The changes made to the Guardianship of Infants Act primarily concern procedural law, as do the changes to the Legitimacy Act. The Adoption of Children Act was revised in 2012 and amended again in 2014; Here too, procedural and editorial changes were in the foreground. The regulations of the Registration of Births and Deaths Act printed below under III B 5 have remained unchanged.
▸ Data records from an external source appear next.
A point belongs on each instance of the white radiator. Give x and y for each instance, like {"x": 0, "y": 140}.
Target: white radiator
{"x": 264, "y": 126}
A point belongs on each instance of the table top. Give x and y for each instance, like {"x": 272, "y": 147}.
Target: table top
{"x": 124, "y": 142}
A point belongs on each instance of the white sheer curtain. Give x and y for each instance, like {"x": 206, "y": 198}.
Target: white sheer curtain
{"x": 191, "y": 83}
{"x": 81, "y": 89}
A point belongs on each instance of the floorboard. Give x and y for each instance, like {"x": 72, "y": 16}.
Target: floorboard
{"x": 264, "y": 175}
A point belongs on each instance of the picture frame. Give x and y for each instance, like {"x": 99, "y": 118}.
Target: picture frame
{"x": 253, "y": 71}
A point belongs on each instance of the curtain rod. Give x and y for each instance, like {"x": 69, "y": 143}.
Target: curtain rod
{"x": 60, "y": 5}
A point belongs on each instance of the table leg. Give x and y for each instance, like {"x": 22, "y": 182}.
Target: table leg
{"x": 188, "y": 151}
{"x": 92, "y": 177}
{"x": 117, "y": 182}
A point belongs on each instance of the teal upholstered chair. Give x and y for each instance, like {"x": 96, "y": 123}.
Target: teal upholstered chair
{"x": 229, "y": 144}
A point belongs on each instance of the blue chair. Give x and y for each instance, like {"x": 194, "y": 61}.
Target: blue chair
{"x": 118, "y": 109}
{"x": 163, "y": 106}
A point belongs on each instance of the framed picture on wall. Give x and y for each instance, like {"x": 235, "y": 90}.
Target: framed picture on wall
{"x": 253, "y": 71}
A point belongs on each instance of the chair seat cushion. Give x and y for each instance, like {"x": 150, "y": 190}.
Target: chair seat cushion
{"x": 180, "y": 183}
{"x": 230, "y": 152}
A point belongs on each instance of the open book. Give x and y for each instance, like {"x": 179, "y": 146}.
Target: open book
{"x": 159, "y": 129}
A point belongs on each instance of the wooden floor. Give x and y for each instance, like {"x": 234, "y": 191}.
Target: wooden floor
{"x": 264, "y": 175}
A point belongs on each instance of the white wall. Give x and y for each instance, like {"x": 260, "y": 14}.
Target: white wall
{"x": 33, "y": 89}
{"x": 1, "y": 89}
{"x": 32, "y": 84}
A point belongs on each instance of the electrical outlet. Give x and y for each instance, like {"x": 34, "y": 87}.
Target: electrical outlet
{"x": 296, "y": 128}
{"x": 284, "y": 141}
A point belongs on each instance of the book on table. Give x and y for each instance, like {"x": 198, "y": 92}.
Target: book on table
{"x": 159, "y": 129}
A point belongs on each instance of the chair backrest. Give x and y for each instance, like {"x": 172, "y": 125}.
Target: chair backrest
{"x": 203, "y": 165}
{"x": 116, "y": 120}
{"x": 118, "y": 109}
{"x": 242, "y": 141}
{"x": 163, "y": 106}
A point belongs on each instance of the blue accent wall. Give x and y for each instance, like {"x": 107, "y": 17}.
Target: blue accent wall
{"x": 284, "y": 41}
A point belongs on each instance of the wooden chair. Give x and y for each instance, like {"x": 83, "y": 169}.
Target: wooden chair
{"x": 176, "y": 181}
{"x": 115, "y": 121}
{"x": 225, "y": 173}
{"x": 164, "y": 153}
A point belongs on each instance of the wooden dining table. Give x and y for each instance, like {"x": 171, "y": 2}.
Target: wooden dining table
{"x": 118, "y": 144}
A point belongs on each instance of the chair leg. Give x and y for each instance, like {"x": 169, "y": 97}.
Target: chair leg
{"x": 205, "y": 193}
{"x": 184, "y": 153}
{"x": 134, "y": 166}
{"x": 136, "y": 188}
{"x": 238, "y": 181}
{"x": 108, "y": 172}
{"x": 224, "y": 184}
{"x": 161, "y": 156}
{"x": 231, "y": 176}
The following new laws have been enacted:

The Children and Young Persons Act v 1993 (iK 21.3.1993) in the version v 2001 primarily contains youth protection and youth welfare regulations of a public law character. Sec 15 orders that no girl under the age of 18 who has been taken into custody or in relation to the precautionary measures under the Children and Young Persons Act has been taken without the prior written consent of a »protector« (see Sec 2 ( 1)) may enter into a marriage.

The Maintenance of Parents Act (iK November 22, 1995, currently as amended in 1996) regulates parental maintenance. In principle, this can be given to parents who are at least 60 years old and unable to support themselves adequately (Sec 3 (1)); maintenance is possible for younger parents if they are impaired in self-maintenance due to mental or physical weakness or if there are other special reasons (Sec 3 (5)). Those who are not able to ensure basic comfort and basic physical needs are regarded as incapable of earning a living, which - not limited to - accommodation, food, health costs and clothing (Sec 3 (4)). Sec 5 specifies the more detailed conditions under which the court can issue a maintenance order and the facts that it has to take into account. A special tribunal for the maintenance of parents was set up. The Commissioner for the Maintenance of Parents has the task of first trying to resolve the dispute amicably and, if necessary, to support the parents in the proceedings.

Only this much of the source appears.